问题
I'm having a problem in writing an algorithm to help me scan a file system and find all subclasses of a certain class.
Details:
I've an app that scans an external application using nio
Files.walk()
while retrieving I check for "extends SuperClass" while reading the file if the word exits, I add the class name in my list as follows:
List<String> subclasses = new ArrayList<>();
Files.walk(appPath)
.filter(p->Files.isRegularFile(p) && p.toString()

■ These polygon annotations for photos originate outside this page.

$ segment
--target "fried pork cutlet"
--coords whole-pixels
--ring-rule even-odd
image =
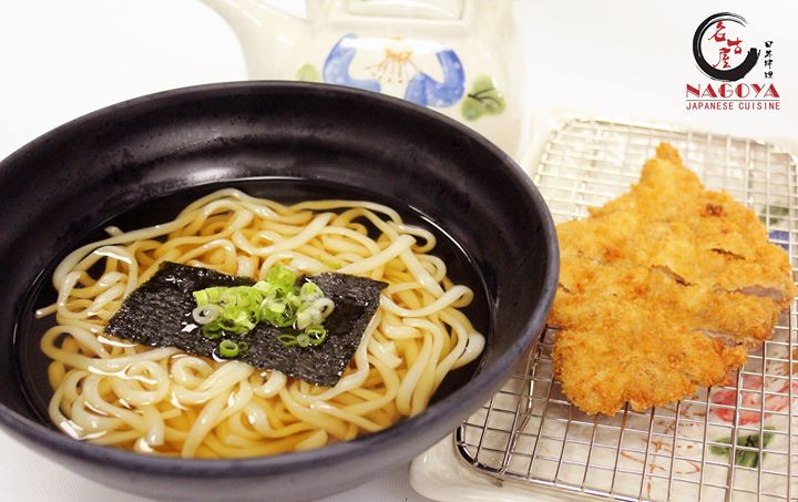
[[[798,293],[756,215],[704,188],[667,143],[632,189],[557,226],[554,375],[589,413],[720,383]]]

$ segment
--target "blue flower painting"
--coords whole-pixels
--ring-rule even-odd
[[[350,33],[342,37],[332,47],[325,60],[321,76],[327,83],[380,92],[379,80],[355,79],[349,74],[351,62],[358,50],[357,40],[358,37]],[[434,54],[443,73],[442,81],[434,80],[428,73],[419,70],[412,61],[407,61],[411,55],[410,51],[399,53],[401,58],[399,64],[406,63],[403,66],[412,69],[412,74],[405,89],[405,99],[423,106],[452,106],[462,99],[466,92],[466,72],[462,62],[451,49],[443,48]],[[403,72],[403,66],[401,72]],[[389,68],[396,70],[395,66]]]

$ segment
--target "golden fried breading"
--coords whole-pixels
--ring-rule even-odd
[[[627,194],[557,226],[554,373],[589,413],[644,410],[722,382],[797,290],[756,215],[663,143]]]

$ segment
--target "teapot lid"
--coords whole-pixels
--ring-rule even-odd
[[[463,0],[348,0],[347,12],[351,16],[457,21],[462,19]]]

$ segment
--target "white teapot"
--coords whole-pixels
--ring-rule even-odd
[[[521,49],[512,0],[203,0],[236,31],[252,79],[350,85],[429,106],[519,155]]]

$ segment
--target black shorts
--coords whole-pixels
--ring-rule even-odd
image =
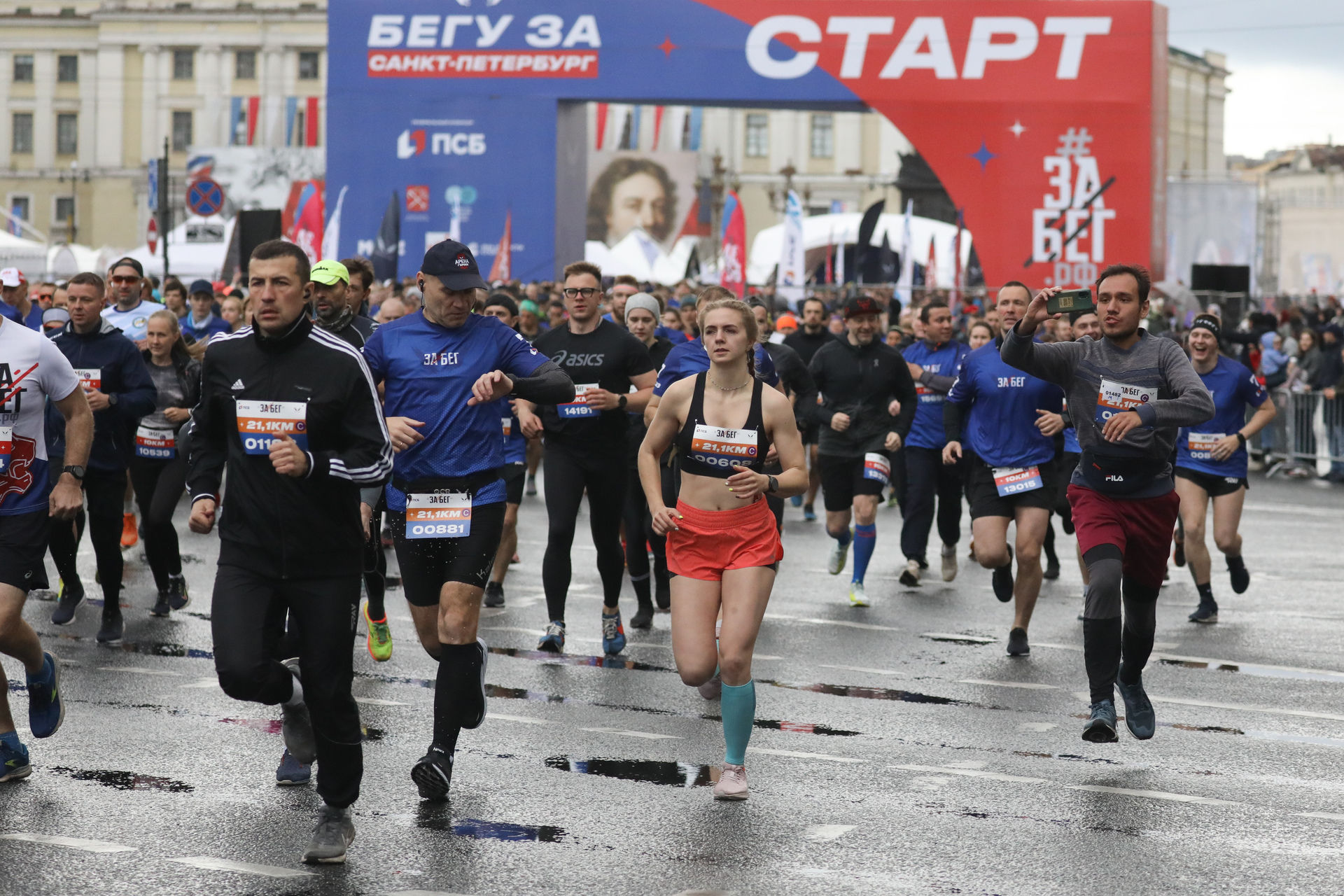
[[[1055,509],[1056,482],[1059,480],[1056,461],[1051,459],[1036,465],[1036,469],[1040,470],[1039,489],[1008,497],[1000,497],[999,486],[995,485],[993,467],[969,453],[966,461],[966,502],[970,504],[972,520],[978,520],[982,516],[1001,516],[1011,520],[1016,516],[1017,508]]]
[[[827,510],[832,513],[848,510],[856,494],[882,496],[882,490],[891,481],[891,455],[886,451],[878,451],[878,454],[887,461],[886,480],[864,476],[866,462],[862,457],[817,455],[817,469],[821,472],[821,497],[825,500]]]
[[[504,501],[472,508],[472,532],[461,539],[407,539],[406,512],[388,510],[402,591],[417,607],[437,607],[446,582],[484,588],[504,531]]]
[[[74,525],[60,520],[60,525]],[[24,594],[47,587],[47,539],[51,517],[47,510],[0,516],[0,583]]]
[[[1208,497],[1211,498],[1220,498],[1224,494],[1236,494],[1242,489],[1251,488],[1245,476],[1241,478],[1236,478],[1235,476],[1214,476],[1212,473],[1200,473],[1199,470],[1191,470],[1184,466],[1176,467],[1176,476],[1204,489],[1208,492]]]
[[[504,502],[521,504],[523,486],[527,484],[527,461],[504,465]]]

.endsWith(".java")).forEach(path -> {
try {
List<String> lines = Files.readAllLines(path);
Pattern pattern = Pattern.compile("\\bextends SuperClass\\b");
Matcher matcher = pattern
.matcher(lines.stream()
.collect(Collectors.joining(" ")));
boolean isChild = matcher.find();
if(isChild) subclasses.add(path.getFileName().toString());
}catch (IOException e){
//handle IOE
}
The problem with the above is that it only gets direct subclasses of SuperClass
but I need to retrieve all direct and indirect subclasses.
I thought about recursion since I've no Idea how many subclasses of SuperClass
there is but I couldn't implement any reasonable implementation.
NOTES:
- Scanning more than 600 thousands file
- I have no Idea how many direct/indirect subclasses of
SuperClass
there is - The application that I'm scanning is external and I can't modify its code so I'm only allowed to access it by reading files and see where
extends
exists - If there is a non-recursive solution to the problem that would be great but if there's no other way, I'll be more than happy to accept a recursive one since I care about the solution more than performance.
Edit:
I use the following regex to compare both name and import to make sure even in case of same name different packages the output is correct:
Pattern pattern = Pattern.compile("("+superClasss.getPackage()+")[\\s\\S]*(\\bextends "+superClass.getName()+"\\b)[\\s\\S]");
I also tried:
Pattern pattern = Pattern.compile("\\bextends "+superClass.getName()+"\\b");
But there is also some missing subclasses, I believe that the code bellow skips some checks, and doesn't fully work:
public static List<SuperClass> getAllSubClasses(Path path, SuperClass parentClass) throws IOException{
classesToDo.add(baseClass);
while(classesToDo.size() > 0) {
SuperClass superClass = classesToDo.remove(0);
List<SuperClass> subclasses = getDirectSubClasses(parentPath,parentClass);
if(subclasses.size() > 0)
classes.addAll(subclasses);
classesToDo.addAll(subclasses);
}
return classes;
}
Any help is truly appreciated!
Edit 2
I also noticed another problem, is that when I detect a subclass
I get the file name currentPath.getFileName()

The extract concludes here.